Bundesgerichtshofs ändert seine Rechtsprechung

Der XI. Zivilsenat des BGH entschied hingegen - unter Aufgabe seiner bisherigen Rechtsprechung -, dass die Klausel der Inhaltskontrolle unterliegt und aufgrund von unangemessener Benachteiligung des Kunden unwirksam ist.
Der Bundesgerichtshof führt in seiner Entscheidung aus, dass eine Inhaltskontrolle eröffnet ist, wenn es sich um eine AGB Bestimmung handelt, welche von einer Rechtsvorschrift abweicht oder diese ergänzende Regelungen vereinbart (§ 307 Abs. 1 S. 1 BGB). Dies ist nach der Auffassung des Bundesgerichtshofs bei der oben genannten Aufrechnungsklausel gegeben, da sie von folgenden Regelungen abweicht: Zum einen weicht sie von § 387 BGB ab, der die Aufrechnung mit bestrittenen, nicht rechtskräftig festgestellten Forderungen zulässt. Zum anderen weicht die von der Sparkasse verwendete AGB-Klausel von § 355 Abs. 3 S. 1, § 357a BGB ab, wo die Rechtsfolgen eines Widerrufs von Verbraucherverträgen über Finanzdienstleistungen geregelt sind.

Klausel verstößt gegen Treu und Glauben

Unwirksam ist eine Bestimmung nach § 307 Abs. 3 S. 1 BGB dann, wenn sie den Verbraucher entgegen den Geboten von Treu und Glauben unangemessen benachteiligt.

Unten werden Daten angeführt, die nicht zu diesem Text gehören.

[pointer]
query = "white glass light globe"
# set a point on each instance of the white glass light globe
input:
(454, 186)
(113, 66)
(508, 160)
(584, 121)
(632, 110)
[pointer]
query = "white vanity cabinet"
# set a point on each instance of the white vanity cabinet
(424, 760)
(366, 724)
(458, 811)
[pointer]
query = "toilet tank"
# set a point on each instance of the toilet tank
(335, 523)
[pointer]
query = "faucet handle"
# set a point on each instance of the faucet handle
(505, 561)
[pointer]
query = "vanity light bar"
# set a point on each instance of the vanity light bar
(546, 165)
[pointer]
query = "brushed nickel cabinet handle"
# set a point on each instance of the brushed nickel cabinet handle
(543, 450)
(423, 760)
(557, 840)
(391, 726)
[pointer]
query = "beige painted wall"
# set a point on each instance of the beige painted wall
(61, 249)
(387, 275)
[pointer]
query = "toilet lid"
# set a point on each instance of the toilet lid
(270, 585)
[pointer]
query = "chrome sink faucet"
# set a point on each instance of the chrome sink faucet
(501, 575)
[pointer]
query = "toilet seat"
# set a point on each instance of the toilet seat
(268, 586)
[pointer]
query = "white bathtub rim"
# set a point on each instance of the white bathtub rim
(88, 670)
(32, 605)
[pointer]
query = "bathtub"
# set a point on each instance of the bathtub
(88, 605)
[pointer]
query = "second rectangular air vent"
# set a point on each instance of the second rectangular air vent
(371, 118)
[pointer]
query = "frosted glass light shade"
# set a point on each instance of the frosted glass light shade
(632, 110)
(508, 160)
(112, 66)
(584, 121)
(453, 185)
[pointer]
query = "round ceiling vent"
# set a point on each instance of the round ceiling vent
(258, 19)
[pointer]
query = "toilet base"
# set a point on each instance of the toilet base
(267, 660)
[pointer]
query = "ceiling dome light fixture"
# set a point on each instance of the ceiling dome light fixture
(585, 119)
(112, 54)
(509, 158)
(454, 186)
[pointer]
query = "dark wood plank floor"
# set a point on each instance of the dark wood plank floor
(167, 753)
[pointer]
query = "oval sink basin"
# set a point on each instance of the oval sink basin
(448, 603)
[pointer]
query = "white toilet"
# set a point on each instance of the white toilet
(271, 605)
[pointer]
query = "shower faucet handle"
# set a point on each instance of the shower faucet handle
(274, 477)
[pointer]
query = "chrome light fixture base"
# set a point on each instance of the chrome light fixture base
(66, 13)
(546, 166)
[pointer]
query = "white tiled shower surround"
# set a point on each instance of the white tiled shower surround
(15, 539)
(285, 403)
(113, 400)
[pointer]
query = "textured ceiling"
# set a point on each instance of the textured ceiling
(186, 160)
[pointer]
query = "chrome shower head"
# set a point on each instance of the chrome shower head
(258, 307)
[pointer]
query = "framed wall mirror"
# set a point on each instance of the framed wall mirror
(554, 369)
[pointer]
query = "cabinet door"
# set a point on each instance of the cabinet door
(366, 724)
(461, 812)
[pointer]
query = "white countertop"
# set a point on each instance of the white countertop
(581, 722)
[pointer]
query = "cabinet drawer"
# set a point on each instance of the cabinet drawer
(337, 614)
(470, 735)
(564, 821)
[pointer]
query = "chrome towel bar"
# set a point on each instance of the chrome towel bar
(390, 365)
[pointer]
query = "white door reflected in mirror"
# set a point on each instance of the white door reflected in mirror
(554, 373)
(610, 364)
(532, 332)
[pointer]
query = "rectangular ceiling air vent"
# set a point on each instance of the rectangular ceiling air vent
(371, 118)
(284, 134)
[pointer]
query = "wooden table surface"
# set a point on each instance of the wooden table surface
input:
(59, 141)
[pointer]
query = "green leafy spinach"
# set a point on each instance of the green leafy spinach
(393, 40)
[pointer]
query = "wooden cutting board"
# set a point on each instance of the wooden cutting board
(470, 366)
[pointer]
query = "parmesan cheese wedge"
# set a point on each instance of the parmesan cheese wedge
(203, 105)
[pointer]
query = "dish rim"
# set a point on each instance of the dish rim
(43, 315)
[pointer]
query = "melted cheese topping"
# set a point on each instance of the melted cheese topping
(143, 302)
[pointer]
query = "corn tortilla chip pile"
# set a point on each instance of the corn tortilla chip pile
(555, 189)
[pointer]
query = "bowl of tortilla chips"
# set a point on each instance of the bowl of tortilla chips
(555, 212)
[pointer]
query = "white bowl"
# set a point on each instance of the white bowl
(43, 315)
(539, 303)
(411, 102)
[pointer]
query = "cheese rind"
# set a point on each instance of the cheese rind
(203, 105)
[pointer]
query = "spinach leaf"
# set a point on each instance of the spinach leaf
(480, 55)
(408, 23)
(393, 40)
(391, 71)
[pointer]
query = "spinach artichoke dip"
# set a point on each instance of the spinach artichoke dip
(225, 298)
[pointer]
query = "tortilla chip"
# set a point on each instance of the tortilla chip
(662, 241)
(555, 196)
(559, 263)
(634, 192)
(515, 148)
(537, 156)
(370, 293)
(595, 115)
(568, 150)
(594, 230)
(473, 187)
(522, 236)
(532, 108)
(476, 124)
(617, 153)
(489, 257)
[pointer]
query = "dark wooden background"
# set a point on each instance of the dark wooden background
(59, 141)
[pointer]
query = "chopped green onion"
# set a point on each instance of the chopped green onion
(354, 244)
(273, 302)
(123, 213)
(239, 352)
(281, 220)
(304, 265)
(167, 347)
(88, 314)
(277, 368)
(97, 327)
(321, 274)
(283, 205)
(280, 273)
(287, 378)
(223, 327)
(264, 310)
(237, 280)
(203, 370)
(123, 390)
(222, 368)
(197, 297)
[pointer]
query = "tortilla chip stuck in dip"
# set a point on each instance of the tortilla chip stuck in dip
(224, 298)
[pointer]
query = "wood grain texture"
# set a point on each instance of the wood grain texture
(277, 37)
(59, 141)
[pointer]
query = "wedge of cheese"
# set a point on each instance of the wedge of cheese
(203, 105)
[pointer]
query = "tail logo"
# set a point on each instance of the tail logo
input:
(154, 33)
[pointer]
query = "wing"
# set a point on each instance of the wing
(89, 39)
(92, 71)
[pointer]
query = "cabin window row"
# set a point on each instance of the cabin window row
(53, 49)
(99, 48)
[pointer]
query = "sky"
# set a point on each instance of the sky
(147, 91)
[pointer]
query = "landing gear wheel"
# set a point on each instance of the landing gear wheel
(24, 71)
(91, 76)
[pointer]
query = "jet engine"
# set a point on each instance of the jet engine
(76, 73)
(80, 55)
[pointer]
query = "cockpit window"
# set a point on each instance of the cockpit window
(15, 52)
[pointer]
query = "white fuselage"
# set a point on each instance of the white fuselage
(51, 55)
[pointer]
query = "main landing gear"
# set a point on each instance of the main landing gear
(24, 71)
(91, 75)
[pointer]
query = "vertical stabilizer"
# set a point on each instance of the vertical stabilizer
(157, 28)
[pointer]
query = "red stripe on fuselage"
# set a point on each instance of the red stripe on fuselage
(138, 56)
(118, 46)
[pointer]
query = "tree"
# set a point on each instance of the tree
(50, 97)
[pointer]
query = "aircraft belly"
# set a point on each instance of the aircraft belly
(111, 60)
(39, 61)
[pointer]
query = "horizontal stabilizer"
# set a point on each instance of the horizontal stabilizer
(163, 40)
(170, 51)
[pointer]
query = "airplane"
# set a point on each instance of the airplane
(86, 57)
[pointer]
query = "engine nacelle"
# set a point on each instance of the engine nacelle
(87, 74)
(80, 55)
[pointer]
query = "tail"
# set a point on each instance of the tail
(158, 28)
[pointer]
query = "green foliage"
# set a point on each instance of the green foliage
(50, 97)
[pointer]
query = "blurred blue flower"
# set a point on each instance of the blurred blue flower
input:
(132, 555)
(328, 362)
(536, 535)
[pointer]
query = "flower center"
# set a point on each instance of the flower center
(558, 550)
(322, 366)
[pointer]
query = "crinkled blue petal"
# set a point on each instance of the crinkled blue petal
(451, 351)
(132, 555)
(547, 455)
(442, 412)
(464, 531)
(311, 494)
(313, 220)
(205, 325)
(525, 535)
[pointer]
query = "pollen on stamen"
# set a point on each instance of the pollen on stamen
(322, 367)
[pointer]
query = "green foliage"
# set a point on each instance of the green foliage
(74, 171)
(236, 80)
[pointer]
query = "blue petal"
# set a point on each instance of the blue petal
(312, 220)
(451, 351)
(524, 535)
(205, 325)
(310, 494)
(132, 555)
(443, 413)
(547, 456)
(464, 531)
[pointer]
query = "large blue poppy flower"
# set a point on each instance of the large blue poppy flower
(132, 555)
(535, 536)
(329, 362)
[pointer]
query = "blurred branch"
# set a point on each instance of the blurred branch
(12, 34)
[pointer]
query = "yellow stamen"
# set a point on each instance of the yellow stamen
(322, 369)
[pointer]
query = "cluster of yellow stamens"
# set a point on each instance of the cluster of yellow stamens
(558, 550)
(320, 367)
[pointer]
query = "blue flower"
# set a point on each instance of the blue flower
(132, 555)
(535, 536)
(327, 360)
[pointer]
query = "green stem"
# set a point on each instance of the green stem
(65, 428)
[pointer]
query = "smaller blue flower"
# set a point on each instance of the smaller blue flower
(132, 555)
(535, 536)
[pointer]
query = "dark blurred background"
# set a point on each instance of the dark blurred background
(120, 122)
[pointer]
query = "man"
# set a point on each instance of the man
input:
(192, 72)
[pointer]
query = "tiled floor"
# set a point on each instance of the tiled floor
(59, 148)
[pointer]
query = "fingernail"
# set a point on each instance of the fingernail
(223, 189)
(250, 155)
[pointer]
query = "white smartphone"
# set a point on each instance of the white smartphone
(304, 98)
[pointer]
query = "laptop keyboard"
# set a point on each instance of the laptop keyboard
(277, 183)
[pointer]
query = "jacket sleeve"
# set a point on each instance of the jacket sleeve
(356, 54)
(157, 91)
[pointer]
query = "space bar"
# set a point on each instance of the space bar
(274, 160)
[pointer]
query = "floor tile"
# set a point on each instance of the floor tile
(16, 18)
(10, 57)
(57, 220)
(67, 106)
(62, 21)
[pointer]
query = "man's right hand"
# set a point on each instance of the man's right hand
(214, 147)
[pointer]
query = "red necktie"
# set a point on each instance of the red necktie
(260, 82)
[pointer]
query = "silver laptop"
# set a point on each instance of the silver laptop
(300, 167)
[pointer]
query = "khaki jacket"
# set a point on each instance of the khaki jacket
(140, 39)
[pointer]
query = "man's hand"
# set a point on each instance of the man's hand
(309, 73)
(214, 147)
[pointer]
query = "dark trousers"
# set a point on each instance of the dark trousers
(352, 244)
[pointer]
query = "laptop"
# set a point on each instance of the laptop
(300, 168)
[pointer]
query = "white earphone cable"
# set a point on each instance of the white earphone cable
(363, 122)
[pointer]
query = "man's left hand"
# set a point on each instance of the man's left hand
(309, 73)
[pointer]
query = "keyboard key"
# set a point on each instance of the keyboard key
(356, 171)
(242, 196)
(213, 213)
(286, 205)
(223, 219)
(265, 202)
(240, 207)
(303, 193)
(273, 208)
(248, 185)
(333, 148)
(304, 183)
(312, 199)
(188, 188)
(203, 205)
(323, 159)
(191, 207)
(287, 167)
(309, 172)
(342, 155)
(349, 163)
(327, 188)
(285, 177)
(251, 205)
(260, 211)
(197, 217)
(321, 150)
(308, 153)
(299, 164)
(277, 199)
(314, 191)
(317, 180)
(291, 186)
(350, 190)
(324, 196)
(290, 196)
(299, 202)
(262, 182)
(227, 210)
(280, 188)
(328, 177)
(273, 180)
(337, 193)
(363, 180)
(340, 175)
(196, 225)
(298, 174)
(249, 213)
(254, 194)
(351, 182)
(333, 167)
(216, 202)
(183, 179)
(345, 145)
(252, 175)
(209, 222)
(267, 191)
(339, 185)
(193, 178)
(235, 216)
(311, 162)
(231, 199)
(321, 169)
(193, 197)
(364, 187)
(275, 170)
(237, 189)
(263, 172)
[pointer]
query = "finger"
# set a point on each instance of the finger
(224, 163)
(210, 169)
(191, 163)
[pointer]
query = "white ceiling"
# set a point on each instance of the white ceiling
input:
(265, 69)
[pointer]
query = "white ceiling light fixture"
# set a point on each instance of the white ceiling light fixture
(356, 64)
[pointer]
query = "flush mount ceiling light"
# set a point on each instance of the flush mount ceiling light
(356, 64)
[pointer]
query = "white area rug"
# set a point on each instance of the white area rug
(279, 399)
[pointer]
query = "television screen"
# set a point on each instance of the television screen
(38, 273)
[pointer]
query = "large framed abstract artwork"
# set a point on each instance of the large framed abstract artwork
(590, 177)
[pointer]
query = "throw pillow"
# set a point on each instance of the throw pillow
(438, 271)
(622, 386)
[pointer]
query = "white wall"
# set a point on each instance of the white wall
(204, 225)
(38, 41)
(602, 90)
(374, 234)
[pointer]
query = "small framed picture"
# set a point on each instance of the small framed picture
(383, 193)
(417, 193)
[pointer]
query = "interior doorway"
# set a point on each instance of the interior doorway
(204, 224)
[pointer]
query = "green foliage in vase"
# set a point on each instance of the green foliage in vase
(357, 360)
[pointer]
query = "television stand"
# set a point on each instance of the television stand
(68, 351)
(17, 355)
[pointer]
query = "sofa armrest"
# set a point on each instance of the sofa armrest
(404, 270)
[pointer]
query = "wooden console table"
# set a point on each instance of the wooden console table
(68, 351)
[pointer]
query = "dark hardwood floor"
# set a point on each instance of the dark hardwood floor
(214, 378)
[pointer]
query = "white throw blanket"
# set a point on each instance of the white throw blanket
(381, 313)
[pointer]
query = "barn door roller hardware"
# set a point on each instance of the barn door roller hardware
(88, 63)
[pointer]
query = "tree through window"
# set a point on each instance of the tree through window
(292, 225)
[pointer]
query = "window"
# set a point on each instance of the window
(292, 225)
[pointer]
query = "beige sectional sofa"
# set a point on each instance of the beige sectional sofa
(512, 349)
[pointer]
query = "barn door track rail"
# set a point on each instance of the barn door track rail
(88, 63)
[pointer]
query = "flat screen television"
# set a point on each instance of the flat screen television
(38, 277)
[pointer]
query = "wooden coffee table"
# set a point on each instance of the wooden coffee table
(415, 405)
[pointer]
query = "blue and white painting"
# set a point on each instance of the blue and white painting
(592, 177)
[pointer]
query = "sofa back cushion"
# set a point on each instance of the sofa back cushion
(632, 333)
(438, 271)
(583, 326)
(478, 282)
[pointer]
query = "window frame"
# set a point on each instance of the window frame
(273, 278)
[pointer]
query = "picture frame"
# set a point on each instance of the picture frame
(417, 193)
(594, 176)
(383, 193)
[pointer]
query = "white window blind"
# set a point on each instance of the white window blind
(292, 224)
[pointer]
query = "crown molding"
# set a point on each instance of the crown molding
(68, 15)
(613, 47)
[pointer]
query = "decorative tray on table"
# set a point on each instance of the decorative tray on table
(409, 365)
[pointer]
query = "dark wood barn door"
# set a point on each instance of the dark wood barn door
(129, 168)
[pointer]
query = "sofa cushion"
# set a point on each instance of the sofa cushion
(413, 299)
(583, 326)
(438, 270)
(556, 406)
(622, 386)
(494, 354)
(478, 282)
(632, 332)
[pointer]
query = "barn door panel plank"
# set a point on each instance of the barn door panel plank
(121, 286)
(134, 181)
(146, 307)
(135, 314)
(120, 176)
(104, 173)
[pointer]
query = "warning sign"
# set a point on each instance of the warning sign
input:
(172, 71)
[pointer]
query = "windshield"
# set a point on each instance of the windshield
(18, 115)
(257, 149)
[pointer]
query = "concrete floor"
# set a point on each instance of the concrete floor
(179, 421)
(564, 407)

Zwar mag die Bestimmung zur Aufrechnungseinschränkung dem Maßstab des § 309 Nr. 3 BGB standhalten, da diese sich gegenseitig entsprechen. Dennoch kann sich eine Unwirksamkeit aus § 307 Abs. 1 S. 1, Abs. 2 Nr. 1 BGB ergeben, wenn eine entsprechende Regelungsabweichung vorliegt, so der Bundesgerichtshof.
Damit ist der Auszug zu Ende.